Tão requintado como transgressor, o compositor norte-americano Cole Porter (1891-1964) foi autor de algumas das melhores (e mais bem-sucedidas) canções sobre amor e sexo de sempre. Em 1928, ao levar à Broadway a canção Let’s Do It, Porter despertou a sanha esquartejadora dos censores que não tinham dúvidas sobre as intenções do autor ao dizer que “todos o fazem”, “até os peixes no aquário”. Ainda que acrescentasse a patine de romantismo: “Vamos fazê-lo!/Vamo-nos apaixonar”, a sugestão erótica ficava no ar como outrora os lenços perfumados deixados cair por damas em demanda de atenções masculinas.

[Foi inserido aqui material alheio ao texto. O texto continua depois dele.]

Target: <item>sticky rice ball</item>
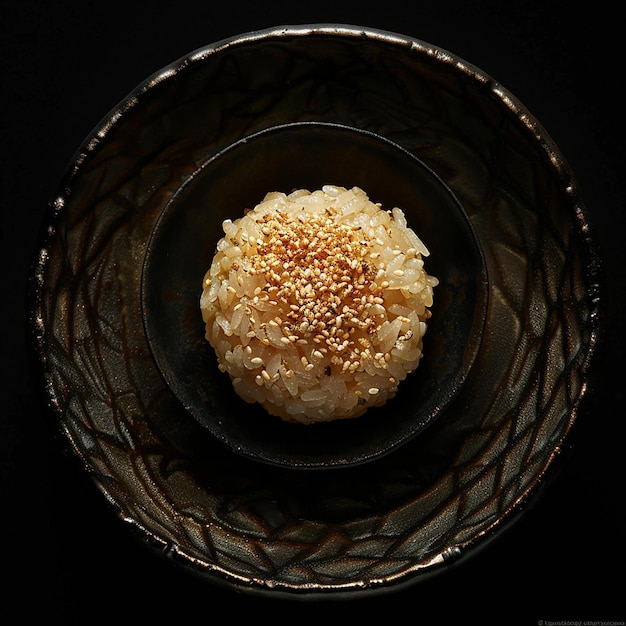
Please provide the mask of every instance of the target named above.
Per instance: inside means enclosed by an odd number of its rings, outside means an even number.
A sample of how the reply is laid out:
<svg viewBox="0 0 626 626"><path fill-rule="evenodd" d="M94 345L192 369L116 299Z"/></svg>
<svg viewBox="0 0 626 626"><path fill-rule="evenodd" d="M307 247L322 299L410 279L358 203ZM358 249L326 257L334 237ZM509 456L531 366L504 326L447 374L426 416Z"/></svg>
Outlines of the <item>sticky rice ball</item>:
<svg viewBox="0 0 626 626"><path fill-rule="evenodd" d="M438 284L401 209L326 185L268 193L223 230L200 309L243 400L311 424L396 394L422 357Z"/></svg>

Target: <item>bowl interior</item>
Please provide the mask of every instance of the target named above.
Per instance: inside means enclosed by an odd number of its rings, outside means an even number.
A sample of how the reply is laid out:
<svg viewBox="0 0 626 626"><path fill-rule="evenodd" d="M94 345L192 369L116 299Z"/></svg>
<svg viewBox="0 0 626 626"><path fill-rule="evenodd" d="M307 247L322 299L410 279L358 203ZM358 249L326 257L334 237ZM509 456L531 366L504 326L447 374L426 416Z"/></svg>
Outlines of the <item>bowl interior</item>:
<svg viewBox="0 0 626 626"><path fill-rule="evenodd" d="M431 252L433 316L419 367L396 397L353 420L303 426L270 416L233 391L204 338L199 298L222 221L269 191L363 188L399 206ZM410 440L461 388L481 342L487 275L478 240L450 190L421 161L378 135L327 123L272 127L222 151L180 187L146 251L142 305L146 337L168 386L220 441L246 457L294 468L355 465Z"/></svg>

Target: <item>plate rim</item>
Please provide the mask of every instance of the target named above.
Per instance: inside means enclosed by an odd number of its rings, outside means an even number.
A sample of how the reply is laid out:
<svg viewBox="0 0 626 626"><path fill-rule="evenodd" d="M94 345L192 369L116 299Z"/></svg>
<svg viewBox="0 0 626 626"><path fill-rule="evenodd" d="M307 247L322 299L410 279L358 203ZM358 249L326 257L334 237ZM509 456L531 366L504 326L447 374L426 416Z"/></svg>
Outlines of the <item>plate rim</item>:
<svg viewBox="0 0 626 626"><path fill-rule="evenodd" d="M195 52L192 52L189 55L185 55L181 57L178 61L174 61L171 64L165 66L162 70L154 73L151 77L143 81L135 90L133 90L125 99L121 101L121 103L115 106L109 113L107 113L100 123L98 123L94 129L87 135L81 146L78 148L74 157L70 160L69 165L67 166L64 175L61 178L60 184L58 186L57 194L52 198L49 204L49 215L44 217L43 222L47 226L47 231L44 234L43 241L38 248L38 251L35 255L35 260L33 263L33 269L31 272L31 276L29 277L30 282L30 306L29 311L30 315L30 326L31 326L31 337L33 338L34 350L38 357L38 360L43 369L44 375L44 387L46 391L47 398L49 400L50 406L55 410L58 415L59 421L62 424L62 403L59 401L59 398L56 396L54 388L46 375L48 360L47 360L47 345L46 345L46 329L45 323L43 320L43 315L41 312L41 302L43 297L43 292L46 288L44 284L44 276L45 270L48 264L48 256L50 252L50 243L56 237L56 228L55 224L60 214L63 212L66 202L68 200L69 195L71 195L72 189L72 181L77 173L80 171L82 164L89 157L89 154L98 149L99 145L104 142L109 134L109 131L117 121L122 118L129 110L133 109L137 103L141 99L141 95L150 90L155 85L159 84L164 80L168 80L170 77L176 75L179 71L184 71L186 67L190 64L194 64L199 61L203 61L206 57L209 57L227 47L231 47L233 45L239 44L247 44L252 43L257 40L265 40L267 38L272 37L284 37L286 35L289 36L304 36L304 35L339 35L342 37L350 37L350 38L372 38L383 40L386 43L391 43L392 45L398 46L406 46L410 48L411 51L419 52L421 54L427 54L430 56L434 56L438 62L445 63L448 65L452 65L456 68L457 71L465 73L467 76L481 83L489 84L490 91L493 95L495 95L501 102L502 106L508 108L518 122L521 122L526 130L531 133L535 137L536 142L539 143L542 150L545 152L547 158L552 162L554 170L559 174L561 181L561 188L569 194L571 199L571 205L576 213L576 217L578 218L578 223L580 224L580 230L577 235L582 238L584 243L584 249L586 253L589 255L590 263L587 267L587 278L590 289L594 291L592 294L593 299L593 310L591 314L591 340L586 350L586 359L584 366L582 368L582 377L585 381L583 384L582 393L578 395L577 400L575 402L573 415L572 415L572 424L576 421L577 413L580 409L581 402L588 395L588 385L586 382L589 379L589 370L592 365L592 361L596 355L596 348L602 337L602 320L603 320L603 306L604 306L604 295L602 288L602 262L599 251L597 249L597 244L594 241L592 234L592 226L591 221L587 212L587 208L582 200L580 195L579 187L574 179L574 175L566 162L564 156L560 152L560 149L553 142L550 135L547 131L539 124L539 122L534 118L534 116L521 104L521 102L506 88L502 87L499 83L494 81L489 77L488 74L484 73L482 70L479 70L472 64L466 63L463 61L461 57L457 55L447 52L440 47L433 46L426 42L423 42L414 37L409 37L405 35L400 35L397 33L391 33L389 31L379 30L375 28L369 27L357 27L351 25L328 25L328 24L317 24L317 25L301 25L301 26L279 26L279 27L271 27L267 29L251 31L249 33L244 33L243 35L233 35L231 37L222 39L214 44L209 44L208 46L203 46L197 49ZM564 438L566 438L571 431L571 426L568 428L565 433ZM76 442L73 440L72 435L69 432L65 432L70 444L72 445L74 452L80 454L80 447L76 445ZM562 443L562 442L561 442ZM84 460L84 459L83 459ZM554 463L550 463L547 470L553 470ZM545 473L541 476L537 477L535 484L528 488L526 492L526 497L520 500L515 504L515 506L511 507L508 515L505 518L499 518L498 523L495 524L491 531L496 532L500 530L504 530L508 527L510 518L515 517L515 513L525 509L527 502L531 497L534 497L540 491L540 485L545 482ZM100 486L101 489L104 490L105 495L107 495L106 490ZM108 495L109 500L112 500L110 494ZM112 500L113 501L113 500ZM117 505L116 505L117 506ZM126 520L131 521L131 520ZM133 522L136 523L136 522ZM474 544L469 546L469 549L464 550L464 555L471 554L473 551L479 549L482 546L482 543ZM439 568L441 569L441 568ZM220 578L218 576L218 578ZM419 578L419 577L418 577ZM221 578L220 578L221 580ZM250 591L250 587L244 585L247 591ZM383 585L385 590L389 591L392 588L398 587L398 582L388 583ZM256 589L261 593L269 593L276 594L279 590L276 588L270 587L262 587L260 589ZM332 594L331 589L331 594ZM357 589L351 590L349 593L350 597L355 597L356 595L369 594L372 591L377 591L375 588L369 589ZM322 590L325 597L329 596L328 590ZM303 594L307 595L307 594ZM291 594L290 594L291 596Z"/></svg>

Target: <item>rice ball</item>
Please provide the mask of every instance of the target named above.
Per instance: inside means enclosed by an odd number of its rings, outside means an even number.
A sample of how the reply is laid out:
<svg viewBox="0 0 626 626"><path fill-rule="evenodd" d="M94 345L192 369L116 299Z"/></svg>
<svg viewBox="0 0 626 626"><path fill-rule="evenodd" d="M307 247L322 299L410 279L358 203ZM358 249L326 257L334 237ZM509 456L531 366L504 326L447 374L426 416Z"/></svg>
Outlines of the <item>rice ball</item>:
<svg viewBox="0 0 626 626"><path fill-rule="evenodd" d="M422 357L438 284L401 209L326 185L268 193L223 230L200 309L243 400L311 424L396 394Z"/></svg>

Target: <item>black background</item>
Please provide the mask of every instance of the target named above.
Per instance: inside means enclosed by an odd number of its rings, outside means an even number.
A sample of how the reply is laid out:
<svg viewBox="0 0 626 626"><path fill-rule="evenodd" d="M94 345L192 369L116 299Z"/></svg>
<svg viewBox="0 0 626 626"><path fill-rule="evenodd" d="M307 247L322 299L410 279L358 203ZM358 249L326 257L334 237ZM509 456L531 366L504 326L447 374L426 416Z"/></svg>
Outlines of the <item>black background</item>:
<svg viewBox="0 0 626 626"><path fill-rule="evenodd" d="M0 0L0 569L7 575L0 610L19 611L2 621L624 623L621 17L609 8L615 3L568 5ZM149 552L114 515L45 409L27 349L26 286L46 203L83 138L118 101L201 46L257 28L316 22L436 44L529 107L571 164L588 205L605 260L607 314L592 394L560 471L514 526L418 586L356 602L303 604L207 585Z"/></svg>

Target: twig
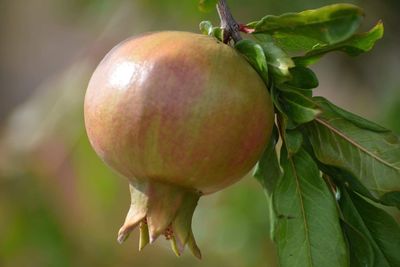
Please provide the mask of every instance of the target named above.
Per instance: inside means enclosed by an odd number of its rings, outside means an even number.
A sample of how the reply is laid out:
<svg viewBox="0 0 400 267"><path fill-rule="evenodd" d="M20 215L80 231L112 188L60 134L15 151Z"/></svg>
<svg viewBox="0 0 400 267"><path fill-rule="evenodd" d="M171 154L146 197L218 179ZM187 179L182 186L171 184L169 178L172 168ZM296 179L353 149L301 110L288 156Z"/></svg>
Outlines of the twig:
<svg viewBox="0 0 400 267"><path fill-rule="evenodd" d="M240 36L240 26L233 18L226 0L219 0L217 11L221 19L221 28L224 30L224 43L229 43L232 39L235 43L242 40Z"/></svg>

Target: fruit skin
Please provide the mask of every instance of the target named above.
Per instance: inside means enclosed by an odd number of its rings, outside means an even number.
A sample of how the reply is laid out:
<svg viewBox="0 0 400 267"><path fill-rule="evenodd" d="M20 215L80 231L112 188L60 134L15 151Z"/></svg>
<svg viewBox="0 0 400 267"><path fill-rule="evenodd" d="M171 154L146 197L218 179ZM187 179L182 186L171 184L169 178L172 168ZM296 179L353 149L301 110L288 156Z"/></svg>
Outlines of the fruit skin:
<svg viewBox="0 0 400 267"><path fill-rule="evenodd" d="M205 35L158 32L103 59L87 89L85 123L96 152L125 177L208 194L253 167L273 110L235 50Z"/></svg>
<svg viewBox="0 0 400 267"><path fill-rule="evenodd" d="M268 90L246 60L213 37L186 32L148 33L112 49L90 80L84 116L97 154L131 181L119 240L144 222L155 240L181 217L189 225L172 229L181 232L179 253L193 245L198 197L250 171L274 122ZM194 203L189 211L185 199Z"/></svg>

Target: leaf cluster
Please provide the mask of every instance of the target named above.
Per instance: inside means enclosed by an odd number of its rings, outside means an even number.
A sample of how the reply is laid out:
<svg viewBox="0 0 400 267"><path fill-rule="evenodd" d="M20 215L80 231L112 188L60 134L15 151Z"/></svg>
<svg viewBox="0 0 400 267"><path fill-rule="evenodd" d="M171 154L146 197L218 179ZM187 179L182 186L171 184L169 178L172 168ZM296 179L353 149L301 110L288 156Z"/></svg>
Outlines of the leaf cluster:
<svg viewBox="0 0 400 267"><path fill-rule="evenodd" d="M310 66L335 51L357 56L383 36L358 33L362 9L335 4L268 15L234 45L263 79L276 125L254 176L270 201L281 266L400 266L400 137L313 96ZM220 29L201 30L223 40ZM279 144L279 145L278 145Z"/></svg>

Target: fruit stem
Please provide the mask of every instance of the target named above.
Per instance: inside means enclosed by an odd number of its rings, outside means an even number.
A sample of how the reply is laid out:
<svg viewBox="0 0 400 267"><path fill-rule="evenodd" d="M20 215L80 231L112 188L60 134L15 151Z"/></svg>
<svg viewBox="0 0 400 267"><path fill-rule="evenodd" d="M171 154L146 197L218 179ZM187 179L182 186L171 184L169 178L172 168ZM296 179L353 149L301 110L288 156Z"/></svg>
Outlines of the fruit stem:
<svg viewBox="0 0 400 267"><path fill-rule="evenodd" d="M221 28L224 31L224 43L227 44L232 39L235 43L242 40L240 36L240 26L233 18L226 0L219 0L217 11L221 20Z"/></svg>

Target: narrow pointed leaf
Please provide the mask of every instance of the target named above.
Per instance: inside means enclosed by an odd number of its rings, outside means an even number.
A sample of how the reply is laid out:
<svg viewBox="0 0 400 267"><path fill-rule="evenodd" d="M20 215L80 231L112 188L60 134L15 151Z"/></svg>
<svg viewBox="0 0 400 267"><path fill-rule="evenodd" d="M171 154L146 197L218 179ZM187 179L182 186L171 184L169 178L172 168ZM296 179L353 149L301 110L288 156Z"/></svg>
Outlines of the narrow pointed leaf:
<svg viewBox="0 0 400 267"><path fill-rule="evenodd" d="M342 223L343 231L347 237L351 267L374 266L374 250L368 238L349 222Z"/></svg>
<svg viewBox="0 0 400 267"><path fill-rule="evenodd" d="M235 44L238 50L247 61L258 72L265 84L268 84L268 65L263 48L252 40L241 40Z"/></svg>
<svg viewBox="0 0 400 267"><path fill-rule="evenodd" d="M255 33L272 34L287 51L309 51L350 38L360 26L363 11L351 4L335 4L300 13L268 15L248 25Z"/></svg>
<svg viewBox="0 0 400 267"><path fill-rule="evenodd" d="M372 266L400 266L400 227L389 214L344 187L340 207L345 220L371 244L374 253Z"/></svg>
<svg viewBox="0 0 400 267"><path fill-rule="evenodd" d="M333 51L341 51L350 56L358 56L370 51L375 43L383 37L383 23L379 21L375 27L366 33L359 33L343 42L316 47L305 56L294 58L296 65L308 66L316 63L323 55Z"/></svg>
<svg viewBox="0 0 400 267"><path fill-rule="evenodd" d="M283 149L281 165L273 194L280 266L348 266L335 199L317 165L303 149L291 158Z"/></svg>
<svg viewBox="0 0 400 267"><path fill-rule="evenodd" d="M361 184L368 194L387 205L400 206L400 138L374 124L337 113L333 104L314 98L323 112L305 125L316 158L343 170L349 184ZM360 127L362 126L362 127ZM379 131L377 131L379 130Z"/></svg>

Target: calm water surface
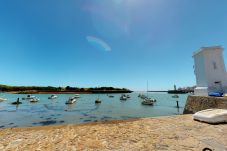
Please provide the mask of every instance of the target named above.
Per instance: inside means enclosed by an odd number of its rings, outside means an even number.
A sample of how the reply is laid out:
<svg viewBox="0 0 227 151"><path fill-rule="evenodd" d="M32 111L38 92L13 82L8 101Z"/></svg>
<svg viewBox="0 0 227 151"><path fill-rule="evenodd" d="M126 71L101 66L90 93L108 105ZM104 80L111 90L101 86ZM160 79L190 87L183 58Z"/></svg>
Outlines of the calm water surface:
<svg viewBox="0 0 227 151"><path fill-rule="evenodd" d="M66 105L73 94L58 94L58 98L49 100L50 94L36 94L40 101L30 103L21 100L19 106L11 105L16 99L26 97L25 94L1 93L0 97L7 101L0 102L0 128L4 127L30 127L39 125L55 125L69 123L84 123L107 120L121 120L129 118L154 117L182 114L187 99L187 94L179 95L180 108L176 108L176 98L167 93L148 93L148 96L157 100L154 106L141 105L138 92L129 94L127 101L120 101L121 94L80 94L75 104ZM146 93L145 93L146 94ZM102 103L95 104L95 99L100 98Z"/></svg>

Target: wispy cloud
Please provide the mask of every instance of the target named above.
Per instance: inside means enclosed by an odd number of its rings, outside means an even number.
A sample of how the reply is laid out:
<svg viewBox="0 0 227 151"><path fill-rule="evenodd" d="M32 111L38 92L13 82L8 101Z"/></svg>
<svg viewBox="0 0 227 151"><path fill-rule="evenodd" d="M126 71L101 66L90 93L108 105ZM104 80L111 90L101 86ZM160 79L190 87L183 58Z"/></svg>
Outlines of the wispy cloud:
<svg viewBox="0 0 227 151"><path fill-rule="evenodd" d="M94 36L87 36L87 41L92 44L93 46L102 49L104 51L111 51L111 47L102 39L94 37Z"/></svg>

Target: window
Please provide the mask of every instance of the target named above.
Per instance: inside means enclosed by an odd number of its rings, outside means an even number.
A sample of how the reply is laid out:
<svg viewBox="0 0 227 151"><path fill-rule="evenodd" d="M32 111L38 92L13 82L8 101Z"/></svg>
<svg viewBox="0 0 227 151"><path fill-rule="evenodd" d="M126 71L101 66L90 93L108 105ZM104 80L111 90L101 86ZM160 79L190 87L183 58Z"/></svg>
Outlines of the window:
<svg viewBox="0 0 227 151"><path fill-rule="evenodd" d="M213 62L213 67L214 67L214 70L217 69L216 62Z"/></svg>

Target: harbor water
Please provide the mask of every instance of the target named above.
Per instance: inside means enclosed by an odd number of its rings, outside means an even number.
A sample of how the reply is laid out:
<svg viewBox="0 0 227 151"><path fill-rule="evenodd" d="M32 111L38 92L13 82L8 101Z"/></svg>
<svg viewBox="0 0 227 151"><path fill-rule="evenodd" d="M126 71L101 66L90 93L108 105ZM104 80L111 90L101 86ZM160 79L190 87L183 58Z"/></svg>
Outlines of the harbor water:
<svg viewBox="0 0 227 151"><path fill-rule="evenodd" d="M119 98L122 94L80 94L76 103L66 105L65 101L74 94L57 94L58 98L50 100L50 94L34 94L40 99L37 103L22 100L25 94L1 93L7 101L0 102L0 128L31 127L42 125L75 124L85 122L99 122L109 120L123 120L182 114L188 94L179 94L179 98L172 98L172 94L149 92L148 96L157 100L154 106L144 106L138 95L141 92L130 93L126 101ZM144 93L147 95L146 93ZM16 106L11 103L20 98L22 104ZM102 100L95 104L95 100ZM179 101L179 108L176 101Z"/></svg>

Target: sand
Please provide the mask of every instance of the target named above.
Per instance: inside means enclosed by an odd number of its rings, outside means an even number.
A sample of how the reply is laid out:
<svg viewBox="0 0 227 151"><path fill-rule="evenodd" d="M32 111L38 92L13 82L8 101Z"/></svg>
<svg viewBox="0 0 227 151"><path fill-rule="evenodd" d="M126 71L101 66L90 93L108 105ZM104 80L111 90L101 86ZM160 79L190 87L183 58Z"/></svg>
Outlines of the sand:
<svg viewBox="0 0 227 151"><path fill-rule="evenodd" d="M192 115L0 129L0 150L227 150L227 124Z"/></svg>

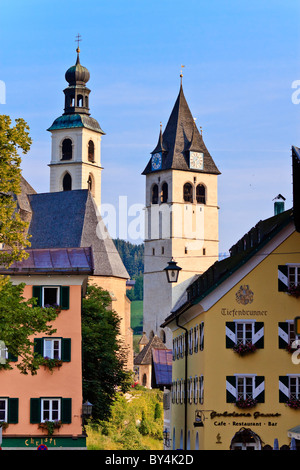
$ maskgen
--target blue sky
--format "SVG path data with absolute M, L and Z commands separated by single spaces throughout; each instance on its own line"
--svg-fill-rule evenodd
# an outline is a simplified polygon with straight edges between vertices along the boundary
M 273 214 L 281 193 L 292 206 L 291 146 L 300 146 L 298 0 L 1 0 L 0 113 L 23 117 L 33 144 L 24 177 L 49 190 L 51 136 L 63 112 L 64 74 L 91 74 L 91 115 L 102 140 L 102 200 L 144 203 L 144 176 L 159 125 L 180 85 L 217 166 L 220 251 Z

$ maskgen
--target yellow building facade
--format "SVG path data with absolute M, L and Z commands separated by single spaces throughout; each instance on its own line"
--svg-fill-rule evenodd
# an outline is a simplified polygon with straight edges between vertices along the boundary
M 173 449 L 300 444 L 299 245 L 295 207 L 260 221 L 165 320 L 173 331 Z

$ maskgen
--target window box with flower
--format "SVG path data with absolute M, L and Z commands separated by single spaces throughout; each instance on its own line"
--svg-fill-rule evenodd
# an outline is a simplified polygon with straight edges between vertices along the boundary
M 42 423 L 39 423 L 39 428 L 44 429 L 45 431 L 48 432 L 48 436 L 52 436 L 55 429 L 59 429 L 62 425 L 62 422 L 60 420 L 45 420 Z
M 49 370 L 53 371 L 55 367 L 61 367 L 63 364 L 63 361 L 61 359 L 51 359 L 50 357 L 44 357 L 43 358 L 43 366 L 47 367 Z
M 245 354 L 253 353 L 256 351 L 255 344 L 251 342 L 247 343 L 238 343 L 233 346 L 233 351 L 239 354 L 240 356 L 244 356 Z
M 298 410 L 300 408 L 300 398 L 289 398 L 286 405 L 294 410 Z
M 298 297 L 300 297 L 300 284 L 290 285 L 287 289 L 287 293 L 298 299 Z
M 238 398 L 235 404 L 238 408 L 253 408 L 257 404 L 257 400 L 251 397 Z

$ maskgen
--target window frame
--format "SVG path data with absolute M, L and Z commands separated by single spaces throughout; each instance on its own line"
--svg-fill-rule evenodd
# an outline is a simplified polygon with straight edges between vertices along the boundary
M 49 410 L 45 410 L 44 408 L 44 403 L 46 401 L 49 401 L 49 404 L 50 404 Z M 56 411 L 56 410 L 53 410 L 54 401 L 58 402 L 58 410 L 57 410 L 58 417 L 53 419 L 53 412 Z M 45 411 L 49 412 L 49 418 L 44 417 Z M 56 398 L 51 398 L 51 397 L 41 398 L 41 423 L 45 423 L 46 421 L 60 421 L 60 420 L 61 420 L 61 399 L 57 397 Z
M 240 344 L 252 344 L 253 343 L 253 338 L 254 338 L 254 324 L 255 322 L 252 321 L 252 320 L 241 320 L 241 321 L 236 321 L 235 322 L 235 342 L 237 345 L 240 345 Z M 238 327 L 241 327 L 242 326 L 242 337 L 239 339 L 238 338 Z M 247 326 L 251 326 L 251 337 L 250 338 L 247 338 L 247 333 L 249 333 L 247 331 Z
M 7 423 L 8 422 L 8 398 L 0 398 L 0 402 L 4 402 L 4 419 L 0 418 L 0 423 Z
M 56 289 L 56 304 L 45 304 L 45 289 Z M 60 286 L 42 286 L 42 307 L 60 304 Z
M 58 342 L 58 348 L 54 348 L 54 343 Z M 50 356 L 46 354 L 46 343 L 51 344 Z M 54 352 L 58 351 L 58 357 L 54 357 Z M 43 357 L 48 357 L 49 359 L 62 360 L 62 339 L 61 338 L 43 338 Z
M 251 392 L 247 391 L 247 381 L 251 381 L 250 388 Z M 242 381 L 242 392 L 239 392 L 239 381 Z M 240 374 L 236 376 L 236 399 L 245 400 L 247 398 L 253 399 L 255 390 L 255 375 L 252 374 Z
M 290 287 L 296 287 L 300 285 L 300 265 L 299 264 L 288 264 L 287 265 L 288 269 L 288 286 Z M 291 274 L 291 269 L 294 269 L 295 272 L 293 275 Z M 291 276 L 294 277 L 294 282 L 291 282 Z
M 295 400 L 299 400 L 300 399 L 300 375 L 288 375 L 288 389 L 289 389 L 289 398 L 291 399 L 295 399 Z M 295 380 L 295 389 L 296 389 L 296 393 L 292 393 L 291 389 L 293 387 L 292 383 L 291 383 L 291 380 Z

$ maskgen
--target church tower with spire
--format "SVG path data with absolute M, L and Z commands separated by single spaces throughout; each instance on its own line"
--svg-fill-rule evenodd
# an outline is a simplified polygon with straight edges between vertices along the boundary
M 48 131 L 52 134 L 50 192 L 89 189 L 96 205 L 101 204 L 101 137 L 99 123 L 89 110 L 90 73 L 77 60 L 65 78 L 65 107 Z
M 164 132 L 143 174 L 146 176 L 144 252 L 144 331 L 172 348 L 161 324 L 197 274 L 218 260 L 217 179 L 220 174 L 202 131 L 180 90 Z M 168 283 L 164 268 L 174 260 L 182 269 Z

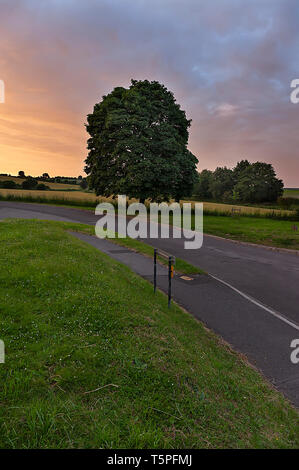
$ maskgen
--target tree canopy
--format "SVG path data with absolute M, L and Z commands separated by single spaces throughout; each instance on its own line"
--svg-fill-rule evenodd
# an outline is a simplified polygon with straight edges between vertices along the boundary
M 231 193 L 234 187 L 233 171 L 224 166 L 217 167 L 213 173 L 209 189 L 214 199 L 220 199 Z
M 283 193 L 283 182 L 270 163 L 241 160 L 232 170 L 218 167 L 198 175 L 195 195 L 203 199 L 235 202 L 273 202 Z
M 187 149 L 190 124 L 157 81 L 115 88 L 87 116 L 89 186 L 97 195 L 141 201 L 191 196 L 197 158 Z
M 38 185 L 38 181 L 35 178 L 32 178 L 32 176 L 27 176 L 25 181 L 22 183 L 22 188 L 23 189 L 36 189 Z
M 282 195 L 283 182 L 270 163 L 256 162 L 240 172 L 234 191 L 240 201 L 271 202 Z

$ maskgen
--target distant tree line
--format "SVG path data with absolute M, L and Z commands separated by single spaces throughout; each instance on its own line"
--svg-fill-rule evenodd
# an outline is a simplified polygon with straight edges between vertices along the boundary
M 6 173 L 0 174 L 0 176 L 7 177 L 6 180 L 0 181 L 0 189 L 31 189 L 39 191 L 50 191 L 51 188 L 46 185 L 44 182 L 49 183 L 63 183 L 63 184 L 79 184 L 81 189 L 85 190 L 88 188 L 86 178 L 83 178 L 81 175 L 78 178 L 73 178 L 69 176 L 55 176 L 51 178 L 49 173 L 43 173 L 41 176 L 34 178 L 33 176 L 26 176 L 25 172 L 20 170 L 18 172 L 18 178 L 23 181 L 18 183 L 18 180 L 10 180 Z M 13 176 L 13 178 L 16 178 Z
M 269 163 L 241 160 L 235 168 L 218 167 L 198 174 L 194 196 L 223 202 L 273 202 L 283 194 L 283 182 Z
M 0 188 L 2 189 L 37 189 L 39 191 L 50 190 L 49 186 L 44 183 L 39 183 L 36 178 L 28 176 L 22 183 L 18 184 L 13 180 L 0 181 Z
M 25 172 L 20 170 L 18 173 L 19 178 L 26 178 Z M 78 178 L 73 176 L 53 176 L 50 177 L 49 173 L 43 173 L 41 176 L 38 176 L 36 179 L 41 181 L 48 181 L 49 183 L 62 183 L 62 184 L 80 184 L 82 181 L 82 176 L 79 175 Z

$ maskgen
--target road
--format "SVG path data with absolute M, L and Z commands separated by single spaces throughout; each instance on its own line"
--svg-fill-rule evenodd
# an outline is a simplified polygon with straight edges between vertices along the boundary
M 79 209 L 0 202 L 0 219 L 7 217 L 90 225 L 98 220 L 92 212 Z M 246 354 L 299 407 L 299 364 L 290 360 L 290 343 L 299 338 L 299 256 L 210 236 L 204 236 L 200 250 L 185 250 L 182 239 L 144 241 L 210 274 L 196 276 L 192 281 L 177 277 L 176 300 Z M 100 240 L 92 243 L 101 249 Z M 129 255 L 113 254 L 113 250 L 110 255 L 130 264 Z M 131 267 L 138 272 L 135 265 Z M 148 272 L 144 277 L 151 280 Z M 159 282 L 161 288 L 166 288 L 165 276 L 160 276 Z

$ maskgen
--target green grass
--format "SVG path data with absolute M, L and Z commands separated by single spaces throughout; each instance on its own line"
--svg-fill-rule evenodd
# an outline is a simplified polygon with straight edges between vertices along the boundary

Bon vivant, Cole Porter sabia do que falava: a motivação erótica é tão universal como o instinto de sobrevivência e galga como um atleta barreiras sociais, geográficas e culturais. Já era assim ao tempo do Cântico dos Cânticos e promete continuar a sê-lo no futuro, quando houver colónias humanas no espaço. Mas em tão
delicada matéria, como distinguir o comportamento inato do culturalmente adquirido? O que há de comum entre sociedades ( como a ocidental) em que prevalece o modelo monogâmico e outras em que a poligamia, ou mesmo a poliandria, são aceites? E, finalmente, o que há de imutável no amor, que leva a personagem de Ingrid Bergman, em Viagem a Itália (1954) a comover-se profundamente em Pompeia, diante da imagem fossilizada de um casal que enfrentou a morte, num derradeiro abraço?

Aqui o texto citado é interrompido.